More generally, as the Nonagricultural Pool points out, a given contract is not necessarily 100 percent bilateral or 100 percent an option. An otherwise bilateral contract may contain an option provision. The most common example would be a lease with an option to buy: both parties must at least partially perform the lease aspect before the option aspect can come into play. Here, the Peace II Agreement constituted a package of various interrelated agreements; the purchase and sale agreement was merely one of these. We may assume that the Peace II Agreement includes various bilateral agreements that have been partially or fully performed. We nevertheless conclude that the Watermaster's right to purchase water, on notice, constituted an option.
Accordingly, the doctrines of substantial performance and relief from forfeiture do not apply.
In the trial court, the Watermaster argued that, even if it failed to give proper notice, the Nonagricultural Pool waived and/or became estopped to object to the defect.

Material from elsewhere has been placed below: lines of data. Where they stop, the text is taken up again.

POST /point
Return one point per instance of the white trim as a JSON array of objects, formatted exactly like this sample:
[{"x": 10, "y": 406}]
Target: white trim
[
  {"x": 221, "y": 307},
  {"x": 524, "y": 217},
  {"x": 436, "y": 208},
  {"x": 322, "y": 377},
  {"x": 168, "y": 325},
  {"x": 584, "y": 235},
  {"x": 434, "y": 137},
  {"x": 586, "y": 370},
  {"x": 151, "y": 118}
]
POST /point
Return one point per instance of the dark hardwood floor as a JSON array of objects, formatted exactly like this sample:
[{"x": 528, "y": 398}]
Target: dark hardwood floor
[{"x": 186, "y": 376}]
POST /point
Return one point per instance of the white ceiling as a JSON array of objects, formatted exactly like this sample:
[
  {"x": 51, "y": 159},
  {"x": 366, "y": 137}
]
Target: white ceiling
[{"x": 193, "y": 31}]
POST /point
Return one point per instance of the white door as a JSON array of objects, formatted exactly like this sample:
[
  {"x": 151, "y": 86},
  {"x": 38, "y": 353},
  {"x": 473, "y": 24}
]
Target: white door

In this appeal, the Watermaster asserts that the trial court never reached the question of estoppel. However, it does not argue that we should uphold the challenged order on a theory of either waiver or estoppel. It never even suggests that we should remand with directions to the trial court determine whether waiver or estoppel applies.
Actually, the trial court specifically ruled: "[T]he court finds no basis for estoppel in this matter." The Watermaster does not argue that this ruling was erroneous. We deem any challenge to it forfeited.
The order appealed from is reversed. The trial court is directed to enter a new order to the effect that the Watermaster did not give timely or effective notice of intent to purchase. Appellants are awarded costs on appeal against respondents.
Each pool has its own pool committee. The judgment allows each pool committee, as well as each individual pool member, to seek court review of the Watermaster's actions.
In the case of the Nonagricultural Pool, however, every member of the pool is also a member of the pool committee. Accordingly, we see no meaningful distinction between the Nonagricultural Pool and the Nonagricultural Pool Committee.
The Nonagricultural Pool cites the rule that "`when a contract is ambiguous, a construction given to it by the acts and conduct of the parties with knowledge of its terms, before any controversy has arisen as to its meaning, is entitled to great weight, and will, when reasonable, be adopted and enforced by the court.'" (Crestview Cemetery Assn. v. Dieden (1960) 54 Cal.2d 744, 753.) Here, however, the proffered evidence does not consist of acts or conduct; rather, it consists of mere legal conclusions, which cannot serve as substantial evidence. (Downer v. Bramet (1984) 152 Cal.App.3d 837, 841-842 [Fourth Dist., Div. Two].)
Finally, the Watermaster's references to an "option" in court filings do not rise to the level of judicial estoppel. It does not appear that this characterization was relevant to any issue then before the court; a fortiori, it does not appear that the court relied on it or accepted it as true. (See generally People v. Castillo (2010) 49 Cal.4th 145, 155.)